Python用list或dict字段模式读取文件的方法

这篇文章主要给大家介绍了 Python 利用 list 字段模式或者 dict 字段模式读取文件的方法, 文中给出了详细的介绍和示例代码，相信对大家的理解和学习具有一定的参考借鉴价值，有需要的朋友可以跟着小编来一起学习学习吧。

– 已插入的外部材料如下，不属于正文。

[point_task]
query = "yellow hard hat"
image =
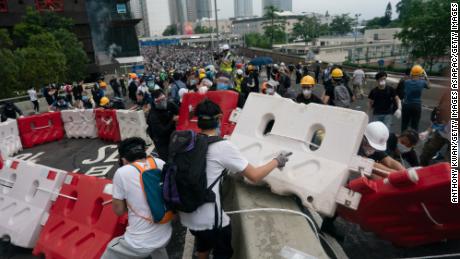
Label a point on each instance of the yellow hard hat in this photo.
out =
(104, 101)
(417, 70)
(307, 80)
(337, 73)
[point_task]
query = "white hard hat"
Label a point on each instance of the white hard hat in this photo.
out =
(377, 135)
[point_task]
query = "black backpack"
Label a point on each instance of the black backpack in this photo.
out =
(185, 185)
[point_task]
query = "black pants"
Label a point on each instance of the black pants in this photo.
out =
(219, 241)
(411, 114)
(36, 106)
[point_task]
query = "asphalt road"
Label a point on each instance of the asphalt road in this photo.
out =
(99, 158)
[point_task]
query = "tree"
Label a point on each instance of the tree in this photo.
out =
(170, 30)
(341, 24)
(425, 28)
(41, 62)
(274, 26)
(308, 28)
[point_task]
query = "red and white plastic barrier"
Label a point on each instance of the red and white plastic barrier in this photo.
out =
(27, 191)
(81, 222)
(10, 142)
(409, 208)
(39, 129)
(79, 123)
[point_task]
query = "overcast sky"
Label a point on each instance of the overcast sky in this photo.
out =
(158, 9)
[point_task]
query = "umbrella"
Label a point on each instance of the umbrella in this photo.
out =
(261, 61)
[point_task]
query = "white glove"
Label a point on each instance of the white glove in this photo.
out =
(397, 114)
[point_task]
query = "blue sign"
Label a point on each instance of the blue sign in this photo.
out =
(121, 8)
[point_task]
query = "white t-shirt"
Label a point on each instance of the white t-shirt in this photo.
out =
(139, 233)
(32, 94)
(358, 77)
(221, 155)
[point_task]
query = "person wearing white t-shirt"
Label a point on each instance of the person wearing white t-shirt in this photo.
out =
(221, 155)
(142, 238)
(33, 98)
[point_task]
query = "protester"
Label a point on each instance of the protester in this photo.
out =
(412, 102)
(221, 155)
(161, 122)
(306, 96)
(142, 238)
(383, 101)
(358, 79)
(33, 98)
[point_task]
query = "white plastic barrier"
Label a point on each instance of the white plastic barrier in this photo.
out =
(79, 123)
(27, 191)
(132, 124)
(10, 142)
(316, 175)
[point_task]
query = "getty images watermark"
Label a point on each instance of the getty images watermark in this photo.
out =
(454, 102)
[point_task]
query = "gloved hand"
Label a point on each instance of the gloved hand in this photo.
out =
(397, 114)
(283, 158)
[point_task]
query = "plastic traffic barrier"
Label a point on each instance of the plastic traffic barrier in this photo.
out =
(316, 172)
(82, 222)
(26, 194)
(409, 208)
(107, 125)
(227, 101)
(10, 142)
(39, 129)
(132, 124)
(79, 123)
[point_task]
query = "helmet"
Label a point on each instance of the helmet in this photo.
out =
(104, 101)
(307, 80)
(377, 135)
(417, 70)
(337, 73)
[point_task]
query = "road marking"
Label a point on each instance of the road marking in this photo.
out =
(188, 245)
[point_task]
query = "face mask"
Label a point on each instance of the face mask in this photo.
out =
(222, 86)
(368, 151)
(162, 105)
(306, 92)
(403, 149)
(203, 90)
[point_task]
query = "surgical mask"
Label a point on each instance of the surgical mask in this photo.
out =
(368, 151)
(306, 92)
(403, 149)
(203, 90)
(161, 105)
(222, 86)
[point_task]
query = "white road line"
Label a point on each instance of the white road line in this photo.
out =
(188, 245)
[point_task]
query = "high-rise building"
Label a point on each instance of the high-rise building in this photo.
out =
(283, 5)
(139, 11)
(243, 8)
(204, 8)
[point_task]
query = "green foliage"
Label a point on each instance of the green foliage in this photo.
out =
(425, 28)
(308, 28)
(42, 62)
(274, 25)
(170, 30)
(341, 24)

Python 是一种面向对象、解释型计算机程序设计语言，由 Guido van Rossum 于 1989 年底发明，第一个公开发行版发行于 1991 年。Python 语法简洁而清晰，具有丰富和强大的类库。它常被昵称为胶水语言，它能够把用其他语言制作的各种模块（尤其是 C/C++）很轻松地联结在一起。

前言

Python 用于处理文本数据绝对是个利器，极为简单的读取、分割、过滤、转换支持，使得开发者不需要考虑繁杂的流文件处理过程（相对于 JAVA 来说的，嘻嘻）。博主自己工作中，一些复杂的文本数据处理计算，包括在 HADOOP 上编写 Streaming 程序，均是用 Python 完成。

而在文本处理的过程中，将文件加载内存中是第一步，这就涉及到怎样将文件中的某一列映射到具体的变量的过程，最最愚笨的方法，就是按照字段的下标进行引用，比如这样子：

 
# fields是读取了一行，并且按照分隔符分割之后的列表
user_id = fields[0]
user_name = fields[1]
user_type = fields[2]

如果按照这种方式读取，一旦文件有顺序、增减列的变动，代码的维护是个噩梦，这种代码一定要杜绝。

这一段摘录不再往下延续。